In fact, there are thousands of songs that utilize the most common guitar chord progressions. For beginners, the first three guitar chord progressions are the easiest to learn. Once you’ve mastered them, you can move on to intermediate guitar chord progressions.
50s Progression (I, vi, IV, V or I, vi, ii, V)
It can be heard as early as classical music, most notably in the work of Mozart. It, however, became immensely popular in the 1950s when the Doo-Wop genre used the progression extensively. “Monster Mash” by Boris Picket and “The Book of Love” by The Monotones are notable examples.
Pachelbel’s Progression (I, V, vi, iii)
It’s commonly seen in classical music but it’s also used in more modern songs. For example, Pachelbel’s progression is used in “Canon in D Major,” but it’s also used in Green Day’s “Basketcase.”
Pop-Punk Progression (I, V, vi, IV)
It was popularized in the 1990s but was seen as early as the 1950s in popular music. The progression lends itself to a slightly edgier sound. “Already Gone” by Kelly Clarkson, “Cryin’” by Aerosmith, and “Down Under” by Men at Work all use this progression.
The Blues Progression (I, I, I, I, IV, IV, I, I, V, V, I, I)
It startles the line between a beginner’s progression and an intermediate progression. While the blues progression uses more chord changes than beginner progressions, it’s one of the most commonly used ones. It uses the standard 12-bar blues progression, although songs outside of the genre have used the progression successfully. Tracy Chapman’s “Give Me One Reason” is a good example.
Descending Flamenco Progression (vi, V, IV, III)
It’s an intermediate progression that’s seen in some blues songs and alternative recordings. “California Dreamin’,” for example, uses this guitar chord progression. A variation of this progression (vi, V, VI, V) is also seen more often in modern music.
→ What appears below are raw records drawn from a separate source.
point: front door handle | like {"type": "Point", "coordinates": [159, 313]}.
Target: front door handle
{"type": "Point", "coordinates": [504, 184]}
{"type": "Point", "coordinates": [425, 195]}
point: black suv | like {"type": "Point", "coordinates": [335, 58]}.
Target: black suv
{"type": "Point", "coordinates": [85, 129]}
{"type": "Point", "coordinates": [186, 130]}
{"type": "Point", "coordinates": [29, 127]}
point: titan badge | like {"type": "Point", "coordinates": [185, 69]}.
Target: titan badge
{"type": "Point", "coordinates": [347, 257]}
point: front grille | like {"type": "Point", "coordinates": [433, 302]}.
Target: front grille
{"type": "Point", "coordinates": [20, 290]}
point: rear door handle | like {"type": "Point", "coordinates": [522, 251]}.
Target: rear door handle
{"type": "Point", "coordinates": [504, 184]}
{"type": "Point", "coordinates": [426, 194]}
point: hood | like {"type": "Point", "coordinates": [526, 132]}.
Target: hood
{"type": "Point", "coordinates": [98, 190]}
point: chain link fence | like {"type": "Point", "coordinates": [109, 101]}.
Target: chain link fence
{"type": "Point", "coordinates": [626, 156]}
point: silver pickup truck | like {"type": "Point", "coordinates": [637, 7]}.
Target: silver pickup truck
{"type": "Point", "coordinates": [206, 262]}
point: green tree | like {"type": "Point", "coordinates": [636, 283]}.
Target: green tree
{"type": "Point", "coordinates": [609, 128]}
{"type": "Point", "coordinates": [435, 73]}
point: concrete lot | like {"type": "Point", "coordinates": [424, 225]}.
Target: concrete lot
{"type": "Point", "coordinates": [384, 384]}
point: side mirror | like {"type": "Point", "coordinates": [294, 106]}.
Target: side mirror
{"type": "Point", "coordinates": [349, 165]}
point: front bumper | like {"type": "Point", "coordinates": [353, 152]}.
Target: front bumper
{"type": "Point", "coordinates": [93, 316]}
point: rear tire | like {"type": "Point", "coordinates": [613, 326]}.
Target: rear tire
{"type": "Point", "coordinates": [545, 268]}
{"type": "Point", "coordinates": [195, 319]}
Stepwise Bass Down (I, V6, vi)
It’s an intermediate progression that uses inverted chords. It’s a relatively new progression that can be heard in “Shut Up and Dance” by Walk the Moon. It can also be heard in songs from the 1960s and 1970s, although it’s rarer than the progressions listed above.
A Final Note
Now that you know all about chord progressions, it will only get easier from here. Make sure you give yourself plenty of time to practice the guitar every day. Remember to give your new chord progressions some weeks to improve and you’ll be surprised by how far you’ve come after some time. Happy strumming!